I looked a bit further at uWSGI, in particular its FastCGI protocol handler. Some higher-level code calls into the protocol handler to perform different work; one call is to read the request body. I found by setting breakpoints in gdb that the function to read the request body is never called. For some protocols that makes sense, since you can tell from the request header fields for this request that there’s no body. So perhaps the FastCGI protocol handler needs to be smarter and slurp up the last 8 byte record earlier in this scenario. More investigation is required, presumably with gdb, to understand the flows between the generic code and the FastCGI protocol handler. (It seems very simple, but initial testing with a POST request didn’t show what I expected.)

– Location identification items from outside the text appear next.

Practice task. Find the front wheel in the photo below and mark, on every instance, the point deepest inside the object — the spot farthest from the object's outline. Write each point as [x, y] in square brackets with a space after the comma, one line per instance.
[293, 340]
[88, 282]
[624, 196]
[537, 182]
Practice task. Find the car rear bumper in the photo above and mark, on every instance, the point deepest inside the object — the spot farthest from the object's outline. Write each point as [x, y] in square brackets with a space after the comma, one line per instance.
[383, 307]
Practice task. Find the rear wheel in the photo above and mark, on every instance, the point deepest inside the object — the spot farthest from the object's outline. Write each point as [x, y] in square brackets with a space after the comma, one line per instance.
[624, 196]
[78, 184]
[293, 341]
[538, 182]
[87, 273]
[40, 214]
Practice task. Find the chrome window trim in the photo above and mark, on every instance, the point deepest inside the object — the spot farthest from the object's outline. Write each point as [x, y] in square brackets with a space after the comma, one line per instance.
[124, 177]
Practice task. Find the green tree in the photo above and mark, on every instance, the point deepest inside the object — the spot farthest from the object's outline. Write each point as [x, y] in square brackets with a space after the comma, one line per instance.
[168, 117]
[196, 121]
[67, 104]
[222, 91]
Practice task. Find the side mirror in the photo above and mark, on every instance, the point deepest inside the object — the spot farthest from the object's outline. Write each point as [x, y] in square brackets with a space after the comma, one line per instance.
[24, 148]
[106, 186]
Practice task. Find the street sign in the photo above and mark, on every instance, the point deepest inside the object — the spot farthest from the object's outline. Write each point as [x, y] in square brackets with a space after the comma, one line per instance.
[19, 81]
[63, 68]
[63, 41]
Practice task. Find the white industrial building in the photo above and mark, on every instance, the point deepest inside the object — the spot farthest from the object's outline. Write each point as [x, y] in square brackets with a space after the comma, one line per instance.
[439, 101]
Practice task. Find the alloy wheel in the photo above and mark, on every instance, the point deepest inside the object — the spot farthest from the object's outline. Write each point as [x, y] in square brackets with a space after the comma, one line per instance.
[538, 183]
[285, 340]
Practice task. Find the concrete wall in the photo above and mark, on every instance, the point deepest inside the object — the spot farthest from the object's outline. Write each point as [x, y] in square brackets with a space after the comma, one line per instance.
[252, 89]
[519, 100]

While playing with this I created a workaround in mod_proxy_fcgi:

             rv = send_data(conn, vec, nvec, &len, 0);
             if (rv != APR_SUCCESS) {
-                break;
+                if (last_stdin && writebuflen == 0) {
+                    ap_log_rerror(APLOG_MARK, APLOG_ERR, rv, r, "ignoring error sending empty stdin");
+                }
+                else {
+                    break;
+                }

It isn’t harmful, but it still looks like uWSGI needs a fix.

Sometimes you win, sometimes you lose. Recently I was trying to find whether a file was opened before or after a change in identity, but AFAICT sysdig doesn’t have a filter for the syscall, and so it continues to report (if you ask for it in a -p format) the original uid/gid.